Figure 3. WGA-HRP identifies a number of enriched markers on Myc-driven prostate cancer cells.

(A) Overall scheme for biotin labeling, and label-free quantification (LFQ) by LC-MS/MS for RWPE-1 Control and Myc overexpression cells. (B) Microscopy image depicting morphological differences between RWPE-1 Control and RWPE-1 Myc cells after 3 days in culture. (C) Volcano plot depicting the LFQ comparison of RWPE-1 Control and Myc labeled cells. Red labels indicate upregulated proteins in the RWPE-1 Control cells over Myc cells and green labels indicate upregulated proteins in the RWPE-1 Myc cells over Control cells. All colored proteins are at least two-fold enriched in either dataset between four replicates (two technical, two biological, p<0.05). (D) Heatmap of the 30 most upregulated transmembrane (bold) or secreted (italics) proteins in either RWPE-1 Control or Myc cells. Scale indicates intensity, defined as (LFQ Area−Mean LFQ Area)/Standard Deviation. (E) Table indicating fold-change of most differentially regulated proteins by LC-MS/MS for RWPE-1 Control and Myc cells. (F) Upregulated proteins in RWPE-1 Myc cells (Myc, ANPEP, Vimentin, and FN1) are confirmed by western blot. (G) Upregulated surface proteins in RWPE-1 Myc cells (Vimentin, ANPEP, and FN1) are detected by immunofluorescence microscopy. The downregulated protein HLA-B by Myc overexpression was also detected by immunofluorescence microscopy. All western blot images and microscopy images are representative of two biological replicates.
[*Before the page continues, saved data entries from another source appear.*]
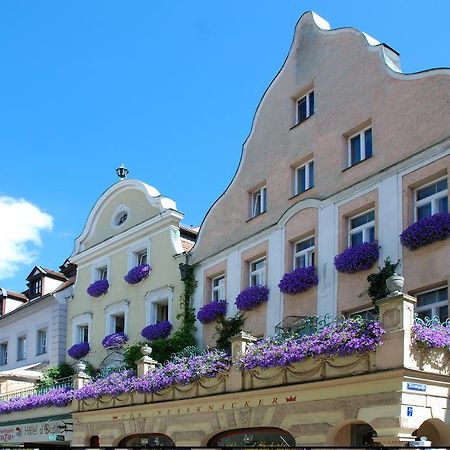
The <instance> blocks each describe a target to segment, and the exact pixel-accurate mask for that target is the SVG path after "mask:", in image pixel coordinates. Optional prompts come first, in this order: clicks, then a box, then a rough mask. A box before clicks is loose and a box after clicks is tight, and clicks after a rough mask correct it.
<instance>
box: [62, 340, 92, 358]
mask: <svg viewBox="0 0 450 450" xmlns="http://www.w3.org/2000/svg"><path fill="white" fill-rule="evenodd" d="M90 350H91V347H90V345H89V343H88V342H80V343H79V344H74V345H72V347H70V348H69V350H67V354H68V355H69V356H70V357H71V358H73V359H81V358H84V357H85V356H86V355H87V354H88V353H89V351H90Z"/></svg>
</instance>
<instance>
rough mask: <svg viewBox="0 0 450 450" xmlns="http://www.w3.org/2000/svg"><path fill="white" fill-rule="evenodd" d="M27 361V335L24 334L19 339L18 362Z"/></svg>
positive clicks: (19, 337) (18, 344) (17, 350)
mask: <svg viewBox="0 0 450 450" xmlns="http://www.w3.org/2000/svg"><path fill="white" fill-rule="evenodd" d="M25 359H27V335H26V334H22V335H20V336H18V337H17V361H23V360H25Z"/></svg>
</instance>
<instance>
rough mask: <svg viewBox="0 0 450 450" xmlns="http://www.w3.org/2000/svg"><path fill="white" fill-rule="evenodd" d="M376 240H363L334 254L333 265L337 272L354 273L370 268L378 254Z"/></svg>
mask: <svg viewBox="0 0 450 450" xmlns="http://www.w3.org/2000/svg"><path fill="white" fill-rule="evenodd" d="M379 248H380V247H379V245H378V242H376V241H375V242H364V243H362V244H358V245H353V246H352V247H349V248H347V249H346V250H344V251H343V252H342V253H341V254H339V255H337V256H335V258H334V265H335V266H336V270H337V271H338V272H343V273H355V272H359V271H360V270H367V269H370V268H371V267H372V266H373V264H374V263H375V261H376V260H377V259H378V257H379V256H380V252H379Z"/></svg>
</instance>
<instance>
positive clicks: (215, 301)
mask: <svg viewBox="0 0 450 450" xmlns="http://www.w3.org/2000/svg"><path fill="white" fill-rule="evenodd" d="M226 312H227V302H226V300H215V301H213V302H211V303H207V304H206V305H203V306H202V307H201V308H200V310H199V312H198V313H197V319H198V320H199V321H200V322H201V323H209V322H214V321H215V320H216V319H217V318H218V317H220V316H224V315H225V313H226Z"/></svg>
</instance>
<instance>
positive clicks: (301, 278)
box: [278, 266, 319, 295]
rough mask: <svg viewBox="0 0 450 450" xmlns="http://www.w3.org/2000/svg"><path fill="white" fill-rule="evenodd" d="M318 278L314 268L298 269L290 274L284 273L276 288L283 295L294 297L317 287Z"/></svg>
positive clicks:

Mass spectrometry data is based on two biological and two technical replicates (N=4).

Figure 3—figure supplement 1. Comparison of surface enrichment between replicates for different mass spectrometry methods.
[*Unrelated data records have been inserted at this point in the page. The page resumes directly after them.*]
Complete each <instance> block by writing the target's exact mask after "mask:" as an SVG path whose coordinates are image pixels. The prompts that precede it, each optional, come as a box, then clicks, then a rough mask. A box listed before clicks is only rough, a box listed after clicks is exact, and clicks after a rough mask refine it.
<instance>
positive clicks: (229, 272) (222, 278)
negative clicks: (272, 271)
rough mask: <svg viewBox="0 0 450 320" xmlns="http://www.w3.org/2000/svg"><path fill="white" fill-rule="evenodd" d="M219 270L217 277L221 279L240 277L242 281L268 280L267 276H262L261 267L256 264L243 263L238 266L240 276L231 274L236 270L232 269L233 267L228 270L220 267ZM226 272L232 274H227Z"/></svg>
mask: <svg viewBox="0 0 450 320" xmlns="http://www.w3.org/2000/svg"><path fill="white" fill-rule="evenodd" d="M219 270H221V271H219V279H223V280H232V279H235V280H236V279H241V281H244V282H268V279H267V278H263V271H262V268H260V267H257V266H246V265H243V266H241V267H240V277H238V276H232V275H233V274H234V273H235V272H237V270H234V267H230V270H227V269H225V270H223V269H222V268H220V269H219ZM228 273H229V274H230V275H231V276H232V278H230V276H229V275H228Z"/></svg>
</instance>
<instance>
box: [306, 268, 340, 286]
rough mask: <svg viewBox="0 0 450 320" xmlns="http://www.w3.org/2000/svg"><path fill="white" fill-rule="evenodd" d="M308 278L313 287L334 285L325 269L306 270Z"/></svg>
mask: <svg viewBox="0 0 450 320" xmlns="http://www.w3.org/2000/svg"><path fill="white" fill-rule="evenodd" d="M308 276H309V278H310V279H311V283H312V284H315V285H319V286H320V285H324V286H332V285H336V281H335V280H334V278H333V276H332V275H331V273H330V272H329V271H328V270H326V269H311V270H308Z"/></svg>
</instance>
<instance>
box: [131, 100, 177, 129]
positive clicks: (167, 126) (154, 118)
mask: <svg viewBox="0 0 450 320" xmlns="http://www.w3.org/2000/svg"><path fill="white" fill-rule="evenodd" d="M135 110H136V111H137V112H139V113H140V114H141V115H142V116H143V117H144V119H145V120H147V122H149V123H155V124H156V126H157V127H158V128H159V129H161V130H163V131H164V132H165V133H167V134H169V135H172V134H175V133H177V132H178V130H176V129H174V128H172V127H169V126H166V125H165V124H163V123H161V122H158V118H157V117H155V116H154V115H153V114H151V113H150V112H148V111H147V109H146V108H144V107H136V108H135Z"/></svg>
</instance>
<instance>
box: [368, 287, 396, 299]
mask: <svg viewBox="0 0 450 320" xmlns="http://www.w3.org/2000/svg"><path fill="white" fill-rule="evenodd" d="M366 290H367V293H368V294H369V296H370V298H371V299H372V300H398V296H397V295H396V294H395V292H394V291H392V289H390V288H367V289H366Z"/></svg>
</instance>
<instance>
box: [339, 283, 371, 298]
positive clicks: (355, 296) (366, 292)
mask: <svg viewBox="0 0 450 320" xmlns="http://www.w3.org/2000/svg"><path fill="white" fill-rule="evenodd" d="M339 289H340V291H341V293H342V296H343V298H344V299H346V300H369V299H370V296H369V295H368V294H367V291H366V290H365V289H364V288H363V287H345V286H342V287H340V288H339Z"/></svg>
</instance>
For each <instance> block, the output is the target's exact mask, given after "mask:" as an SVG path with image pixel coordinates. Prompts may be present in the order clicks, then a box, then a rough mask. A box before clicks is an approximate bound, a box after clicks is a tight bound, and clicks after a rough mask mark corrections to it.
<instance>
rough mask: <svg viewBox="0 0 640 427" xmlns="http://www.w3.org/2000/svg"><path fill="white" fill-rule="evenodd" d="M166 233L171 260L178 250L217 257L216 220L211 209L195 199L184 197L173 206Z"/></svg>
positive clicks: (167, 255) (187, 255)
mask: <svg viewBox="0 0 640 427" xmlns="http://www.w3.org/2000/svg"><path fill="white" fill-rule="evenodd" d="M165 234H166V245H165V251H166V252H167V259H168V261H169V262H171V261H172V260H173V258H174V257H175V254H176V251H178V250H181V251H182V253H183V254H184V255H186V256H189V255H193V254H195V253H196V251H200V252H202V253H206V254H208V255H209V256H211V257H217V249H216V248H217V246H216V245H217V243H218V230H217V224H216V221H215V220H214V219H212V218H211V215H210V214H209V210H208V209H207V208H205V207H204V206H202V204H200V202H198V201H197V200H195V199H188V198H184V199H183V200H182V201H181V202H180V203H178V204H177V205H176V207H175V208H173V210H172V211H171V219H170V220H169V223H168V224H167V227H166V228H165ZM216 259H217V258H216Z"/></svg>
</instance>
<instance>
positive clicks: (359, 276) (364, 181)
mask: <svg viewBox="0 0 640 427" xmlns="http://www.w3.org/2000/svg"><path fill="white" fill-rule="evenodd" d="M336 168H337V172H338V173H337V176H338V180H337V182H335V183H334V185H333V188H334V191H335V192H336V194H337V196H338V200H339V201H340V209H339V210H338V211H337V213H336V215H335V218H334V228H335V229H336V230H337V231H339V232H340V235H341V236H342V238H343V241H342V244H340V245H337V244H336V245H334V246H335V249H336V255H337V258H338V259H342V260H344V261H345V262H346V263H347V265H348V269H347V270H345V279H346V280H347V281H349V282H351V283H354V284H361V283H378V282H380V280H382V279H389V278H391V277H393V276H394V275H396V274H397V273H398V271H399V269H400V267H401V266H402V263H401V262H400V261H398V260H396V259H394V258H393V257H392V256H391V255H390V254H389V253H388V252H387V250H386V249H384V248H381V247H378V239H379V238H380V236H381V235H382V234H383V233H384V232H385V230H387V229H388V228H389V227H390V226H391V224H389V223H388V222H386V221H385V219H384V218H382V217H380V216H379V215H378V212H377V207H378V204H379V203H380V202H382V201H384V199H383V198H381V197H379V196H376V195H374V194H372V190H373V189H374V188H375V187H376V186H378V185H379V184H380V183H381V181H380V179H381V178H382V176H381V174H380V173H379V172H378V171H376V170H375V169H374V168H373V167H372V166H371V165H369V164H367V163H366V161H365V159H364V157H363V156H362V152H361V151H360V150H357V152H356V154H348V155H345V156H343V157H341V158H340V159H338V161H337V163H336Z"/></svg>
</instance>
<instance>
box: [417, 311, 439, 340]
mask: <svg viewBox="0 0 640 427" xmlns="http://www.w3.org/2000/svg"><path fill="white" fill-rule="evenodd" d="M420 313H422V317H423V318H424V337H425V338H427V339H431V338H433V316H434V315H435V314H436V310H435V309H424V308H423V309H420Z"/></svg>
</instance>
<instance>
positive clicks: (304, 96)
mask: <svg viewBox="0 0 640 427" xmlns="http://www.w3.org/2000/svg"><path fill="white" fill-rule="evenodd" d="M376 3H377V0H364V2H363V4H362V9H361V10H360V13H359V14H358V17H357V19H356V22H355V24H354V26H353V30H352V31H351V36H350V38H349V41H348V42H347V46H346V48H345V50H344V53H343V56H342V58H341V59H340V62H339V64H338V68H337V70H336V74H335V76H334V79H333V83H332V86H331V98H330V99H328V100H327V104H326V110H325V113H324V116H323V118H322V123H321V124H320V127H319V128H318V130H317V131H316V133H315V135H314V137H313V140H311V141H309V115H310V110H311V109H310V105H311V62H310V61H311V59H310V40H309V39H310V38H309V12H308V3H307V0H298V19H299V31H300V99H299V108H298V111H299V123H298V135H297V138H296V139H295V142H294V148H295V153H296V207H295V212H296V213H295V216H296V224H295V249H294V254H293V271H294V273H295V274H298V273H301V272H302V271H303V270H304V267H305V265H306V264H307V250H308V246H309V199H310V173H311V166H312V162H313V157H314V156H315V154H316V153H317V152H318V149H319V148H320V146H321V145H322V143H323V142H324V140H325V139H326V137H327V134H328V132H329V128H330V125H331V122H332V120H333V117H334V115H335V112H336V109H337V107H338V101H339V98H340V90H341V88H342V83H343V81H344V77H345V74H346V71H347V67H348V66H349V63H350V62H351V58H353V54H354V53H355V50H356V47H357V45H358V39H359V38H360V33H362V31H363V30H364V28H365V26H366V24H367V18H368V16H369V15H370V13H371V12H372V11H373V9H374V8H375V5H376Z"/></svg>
(A) The top three methods (NHS-Biotin, Biocytin Hydrazide, and WGA-HRP) were compared for their ability to enrich cell surface proteins on 1.5 M RWPE-1 Control cells by LC-MS/MS after being searched with the Uniprot GOCC Plasma Membrane database. Shown are enrichment levels on the protein, peptide, and average MS1 intensity of top three peptides (LFQ area) levels. (B) The top three methods (NHS-Biotin, Biocytin Hydrazide, and WGA-HRP) were compared for their ability to enrich cell surface proteins on 1.5 M RWPE-1 Control cells by LC-MS/MS after being searched with the entire human Uniprot database. Shown are enrichment levels on the protein, peptide, and average MS1 intensity of top three peptides (LFQ area) levels. Proteins or peptides detected from cell surface annotated proteins (determined by the SURFY database) were divided by the total number of proteins or peptides detected. LFQ areas corresponding to cell surface annotated proteins (SURFY) were divided by the total area sum intensity for each sample. The corresponding percentages for two biological replicates were plotted. LFQ, label-free quantification.
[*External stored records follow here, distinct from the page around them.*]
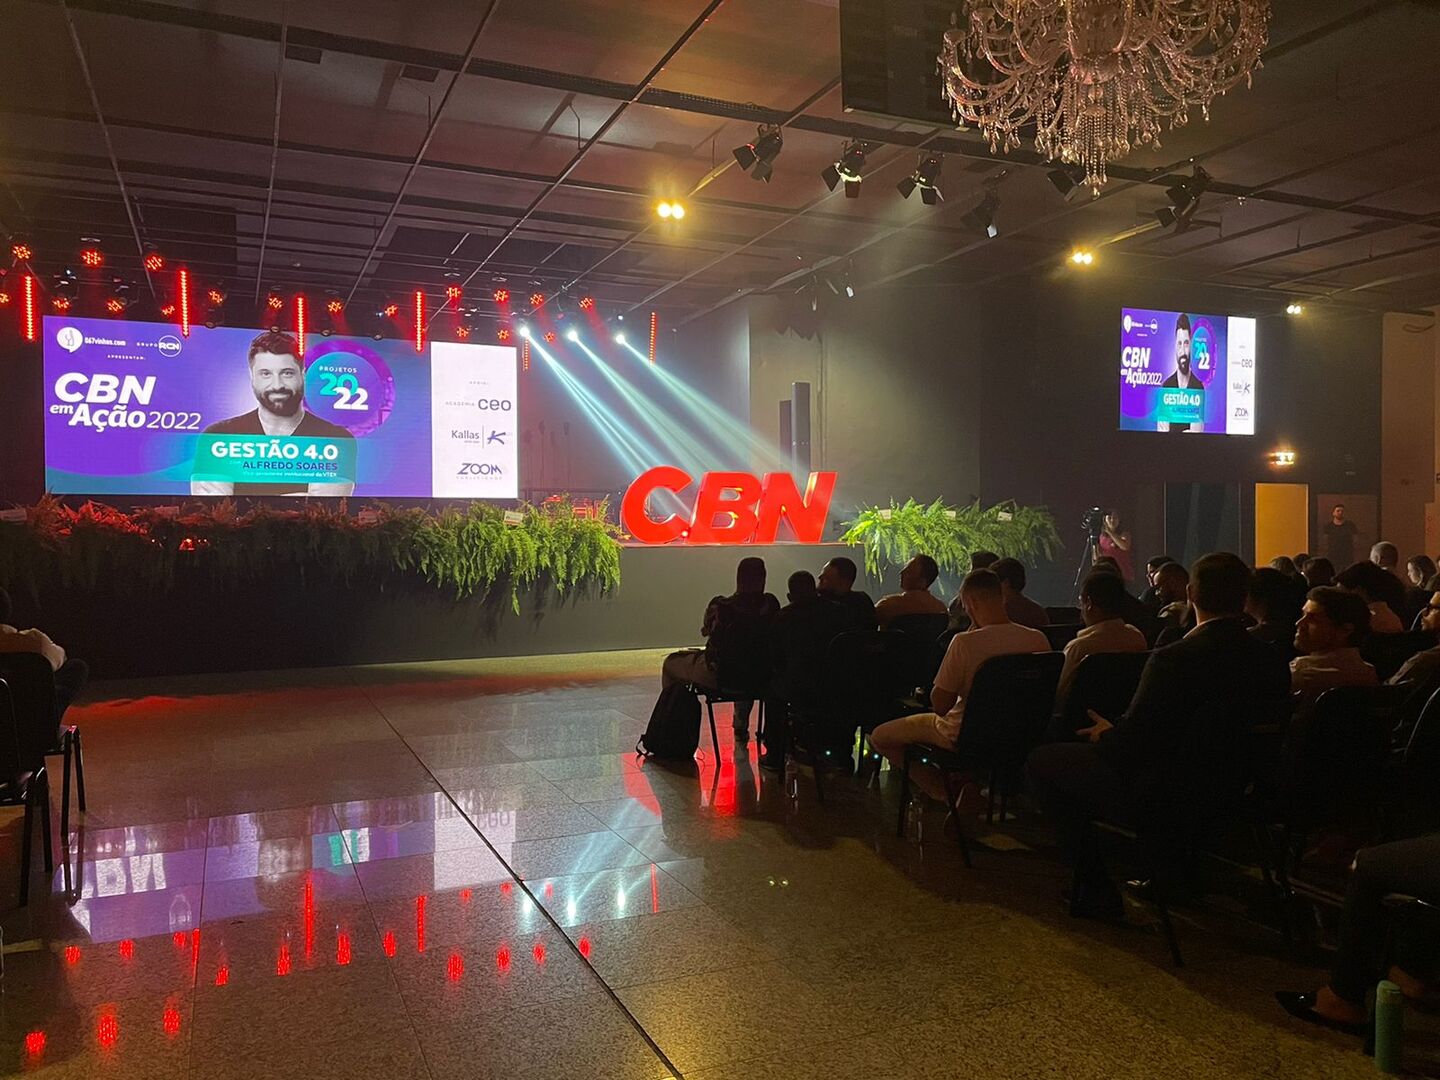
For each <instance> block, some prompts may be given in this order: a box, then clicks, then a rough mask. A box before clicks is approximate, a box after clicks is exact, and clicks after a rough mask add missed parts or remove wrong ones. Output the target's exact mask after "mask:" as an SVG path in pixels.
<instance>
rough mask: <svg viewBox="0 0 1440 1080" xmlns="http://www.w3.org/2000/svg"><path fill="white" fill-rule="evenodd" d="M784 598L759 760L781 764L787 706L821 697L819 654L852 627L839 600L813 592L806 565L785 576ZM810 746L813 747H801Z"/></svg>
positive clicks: (822, 664) (774, 763)
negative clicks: (835, 636) (783, 604)
mask: <svg viewBox="0 0 1440 1080" xmlns="http://www.w3.org/2000/svg"><path fill="white" fill-rule="evenodd" d="M786 599H788V600H789V603H786V605H785V606H783V608H780V612H779V615H776V616H775V628H773V634H772V649H773V662H772V667H773V671H775V674H773V678H772V684H770V688H769V690H768V691H766V697H765V753H763V755H762V756H760V766H762V768H765V769H782V768H783V766H785V753H783V747H785V744H786V742H788V739H789V710H791V708H792V707H795V708H802V707H819V706H822V704H824V703H825V691H827V685H825V675H827V668H825V654H827V649H828V648H829V642H831V641H834V639H835V636H837V635H840V634H844V632H845V631H850V629H854V625H852V622H851V618H852V616H848V615H847V612H845V609H844V608H841V605H838V603H835V602H834V600H829V599H827V598H824V596H821V595H819V590H818V589H816V586H815V577H814V576H812V575H811V572H809V570H796V572H795V573H792V575H791V577H789V582H788V592H786ZM805 749H809V750H814V749H815V747H805Z"/></svg>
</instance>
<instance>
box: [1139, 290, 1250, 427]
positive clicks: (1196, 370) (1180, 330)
mask: <svg viewBox="0 0 1440 1080" xmlns="http://www.w3.org/2000/svg"><path fill="white" fill-rule="evenodd" d="M1120 429H1122V431H1161V432H1187V433H1197V432H1200V433H1208V435H1254V433H1256V321H1254V320H1253V318H1236V317H1234V315H1197V314H1191V312H1188V311H1146V310H1140V308H1125V310H1123V311H1122V312H1120Z"/></svg>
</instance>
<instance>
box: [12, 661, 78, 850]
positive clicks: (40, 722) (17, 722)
mask: <svg viewBox="0 0 1440 1080" xmlns="http://www.w3.org/2000/svg"><path fill="white" fill-rule="evenodd" d="M0 678H4V680H6V681H7V683H9V684H10V693H12V696H13V698H14V710H16V720H17V723H19V724H20V729H22V732H23V733H24V734H23V739H24V742H23V744H24V746H37V747H40V753H42V760H43V757H53V756H55V755H62V756H63V759H65V763H63V772H62V775H60V837H63V838H65V842H66V844H68V842H69V835H71V772H72V770H73V773H75V793H76V796H78V801H79V809H81V814H84V812H85V753H84V749H82V746H81V729H79V726H78V724H62V723H60V721H59V717H58V716H56V708H55V671H53V668H50V661H48V660H46V658H45V657H42V655H40V654H39V652H4V654H0Z"/></svg>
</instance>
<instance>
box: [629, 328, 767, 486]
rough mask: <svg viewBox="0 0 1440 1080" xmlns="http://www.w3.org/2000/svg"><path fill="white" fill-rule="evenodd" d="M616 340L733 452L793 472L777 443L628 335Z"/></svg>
mask: <svg viewBox="0 0 1440 1080" xmlns="http://www.w3.org/2000/svg"><path fill="white" fill-rule="evenodd" d="M615 341H616V343H618V344H621V346H622V347H624V348H625V350H626V351H628V353H629V354H631V356H634V357H635V359H636V360H639V361H641V364H644V367H645V370H647V372H649V374H651V376H654V377H655V379H658V380H660V382H661V383H664V386H665V389H667V390H670V393H672V395H674V396H675V400H678V402H680V405H681V406H683V408H684V409H685V412H687V413H690V416H691V418H694V420H696V423H698V425H700V426H701V428H704V429H706V431H707V432H708V433H710V438H713V439H714V441H716V442H719V444H720V445H721V446H726V448H729V449H730V451H732V452H736V451H743V452H747V454H749V455H750V456H752V462H755V464H759V465H760V467H762V468H765V469H766V471H770V472H789V471H791V469H792V462H791V458H789V455H788V454H782V452H780V449H779V448H778V446H775V444H772V442H769V441H768V439H765V438H763V436H760V435H759V433H756V431H755V428H752V426H750V425H747V423H744V422H743V420H740V419H737V418H736V416H734V415H732V413H729V412H726V410H724V409H723V408H721V406H719V405H717V403H716V402H714V400H711V399H708V397H706V396H704V395H701V393H700V392H697V390H696V389H694V387H693V386H690V383H687V382H685V380H684V379H681V377H680V376H677V374H674V373H671V372H668V370H665V366H664V364H652V363H651V361H649V357H647V356H645V354H644V353H642V351H639V350H638V348H636V347H635V346H632V344H631V341H629V338H628V337H626V336H624V334H616V336H615Z"/></svg>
Figure 3—figure supplement 2. Comparison of replicates for different mass spectrometry methods shows that WGA-HRP has comparable reproducibility to NHS-Biotin and Hydrazide labeling.

(A) Spearman correlations of total area sum intensity normalized data from replicates of Hydrazide Control and Myc cells. (B) Spearman correlations of total area sum intensity normalized data from replicates of NHS Control and Myc cells. (C) Spearman correlations of total area sum intensity normalized data from replicates of WGA Control and Myc cells.